Terra Nova’s first step was to create a tissue culture lab. “We couldn’t get a building, because when you start you have nothing,” Lynne said.
Ken and Jody made a makeshift lab in a spare bedroom of their home, but needed something bigger. The answer was to build a lab in the their backyard. “I had friends help with the foundation and had family and friends help build it,” Ken said.
This gave them a place to propagate plants in tissue culture, but not a place to grow them into liners.
“We couldn’t afford greenhouses,” Ken said. “As I started to make plants in the lab, Dan had a friend with a basement below a mystery book store called Murder by the Book.”
They set up grow lights in that basement. The access was bad and there was no parking, but they made it work by accessing the facility very early or late in the day.

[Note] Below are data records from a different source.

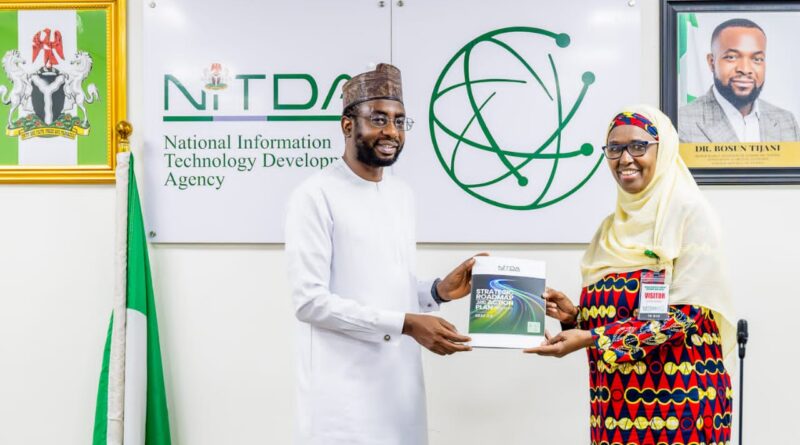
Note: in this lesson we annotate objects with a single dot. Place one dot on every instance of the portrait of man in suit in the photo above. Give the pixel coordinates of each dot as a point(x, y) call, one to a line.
point(731, 110)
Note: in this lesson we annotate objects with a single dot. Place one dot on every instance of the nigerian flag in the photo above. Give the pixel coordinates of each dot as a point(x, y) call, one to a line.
point(693, 70)
point(54, 87)
point(131, 400)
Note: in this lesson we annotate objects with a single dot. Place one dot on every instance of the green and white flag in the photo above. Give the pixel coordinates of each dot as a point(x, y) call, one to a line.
point(692, 65)
point(53, 87)
point(131, 399)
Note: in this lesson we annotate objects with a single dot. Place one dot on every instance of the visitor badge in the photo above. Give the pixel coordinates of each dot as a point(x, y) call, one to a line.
point(653, 296)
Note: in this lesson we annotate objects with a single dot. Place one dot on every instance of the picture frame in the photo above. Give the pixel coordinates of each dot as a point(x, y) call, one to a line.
point(737, 120)
point(62, 90)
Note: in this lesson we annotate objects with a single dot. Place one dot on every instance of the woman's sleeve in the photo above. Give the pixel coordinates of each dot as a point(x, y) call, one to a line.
point(631, 340)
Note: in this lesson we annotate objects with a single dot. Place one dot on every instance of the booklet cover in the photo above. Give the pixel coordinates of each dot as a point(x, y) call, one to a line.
point(506, 308)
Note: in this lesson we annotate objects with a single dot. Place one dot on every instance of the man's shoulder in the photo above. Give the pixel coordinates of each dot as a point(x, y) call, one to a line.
point(697, 107)
point(317, 182)
point(774, 110)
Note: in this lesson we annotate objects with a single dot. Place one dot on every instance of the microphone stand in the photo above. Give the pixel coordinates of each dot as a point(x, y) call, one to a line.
point(742, 336)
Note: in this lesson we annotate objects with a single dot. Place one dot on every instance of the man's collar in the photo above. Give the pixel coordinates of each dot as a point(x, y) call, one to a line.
point(728, 107)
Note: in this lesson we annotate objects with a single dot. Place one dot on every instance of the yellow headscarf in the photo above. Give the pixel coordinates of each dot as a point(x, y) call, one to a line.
point(672, 219)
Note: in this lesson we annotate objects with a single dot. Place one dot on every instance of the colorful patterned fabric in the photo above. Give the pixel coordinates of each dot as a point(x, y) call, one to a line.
point(653, 382)
point(630, 118)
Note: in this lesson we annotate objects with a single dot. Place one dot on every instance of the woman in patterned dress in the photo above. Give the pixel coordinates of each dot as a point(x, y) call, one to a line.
point(652, 382)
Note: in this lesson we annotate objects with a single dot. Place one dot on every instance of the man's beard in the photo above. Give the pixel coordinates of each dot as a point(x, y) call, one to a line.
point(737, 101)
point(366, 154)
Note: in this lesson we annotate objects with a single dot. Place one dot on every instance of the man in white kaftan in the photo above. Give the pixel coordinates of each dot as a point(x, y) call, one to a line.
point(350, 248)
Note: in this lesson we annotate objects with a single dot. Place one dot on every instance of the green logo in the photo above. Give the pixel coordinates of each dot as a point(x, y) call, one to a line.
point(485, 149)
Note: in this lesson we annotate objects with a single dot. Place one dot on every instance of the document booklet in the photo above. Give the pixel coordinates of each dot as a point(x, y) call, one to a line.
point(506, 309)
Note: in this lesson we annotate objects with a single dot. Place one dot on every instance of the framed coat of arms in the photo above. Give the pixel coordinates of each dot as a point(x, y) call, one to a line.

“We were thrifty,” Jody said. “We used everything we could get our hands on, including recycled items like the meat racks from Armour Foods. We still have those racks in our greenhouse facility.”
All four members of the corporation kept their day jobs as they launched the business.
In no time, Terra Nova was rolling out new plant introductions.
Heuchera ‘Snowstorm’ and H. ‘Plum Pudding’ were a couple of the company’s early hits, giving the company early income and momentum. These were quickly followed by three patent applications Dan wrote at the end of 1993, for Pulmonaria ‘Excalibur’, H. ‘Chocolate Ruffles’ and H. ‘Pewter Veil’. They were granted in late 1994.
Years of growth
By 1995, the day jobs were history. In fact, Terra Nova was doing well enough to purchase a 2.5 acre nursery at Macksburg, an unincorporated community south of Canby, Oregon. This site would become the company’s headquarters, and it greatly expanded the company’s production capabilities.
Steady growth continued, as did continuous breeding of new plants. Terra Nova pushed the new introductions out to the public with innovative strategies, including sending out sample plants to influencers, launching a website with extensive plant photos and information, and publishing themed yearly catalogs with photo CDs tucked into the back.
As Dan has often said, “If you don’t have a picture, you don’t have a plant.”
The company expanded again in 2001 with the purchase of a 5-acre parcel on Dryland Road, a stone’s throw from the Macksburg property. An adjacent 5-acre parcel was added in 2003, and a new tissue culture lab was built on the Dryland property in 2006. Growth was continuous.
“For the first 15 years, we sold everything we could make,” Ken said.
As a result, the owners of Terra Nova decided to start licensing their introductions to other growers in the United States. It was a way to keep market share and allowed the company to reduce freight costs, particularly to the East Coast.
“If you don’t have a way to get it there, you don’t have a plant, either,” Ken said.
The company expanded its tissue culture lab in 2011, and in 2013, the company began selling stage-three starts to licensees. These are starts grown from tissue culture that have grown large enough to be placed in soil by the customer.
Terra Nova continues to introduce new plants. Their 25th anniversary catalog, published in 2017, highlighted 32 new selections. Also recently introduced are the Heuchera Forever™ series, which includes very bright and deep hues, and the ultra-hardy Heuchera Northern Exposure™ series, which are highly rust resistant.
The company has also been pushing out heucheras with more prominent blooms to go with the richly colored leaves. “We’ve been putting it all together, the foliage and the flower,” Dan said.
As far back as 1995, the company expanded overseas with European labs. Now the company has licensee relationships with partner labs in China, New Zealand, Indonesia, Costa Rica and Vietnam, and is also working with unrooted cutting farms in Africa and Central America.
The global relationships Terra Nova must manage due to the nature of its business are numerous and complicated, but constant breeding innovation remains key to the nursery’s success. It’s how the company stays ahead of competitors who are constantly trying to best them.
“We have to introduce something better every year or the copycats will take our market share,” Brown said.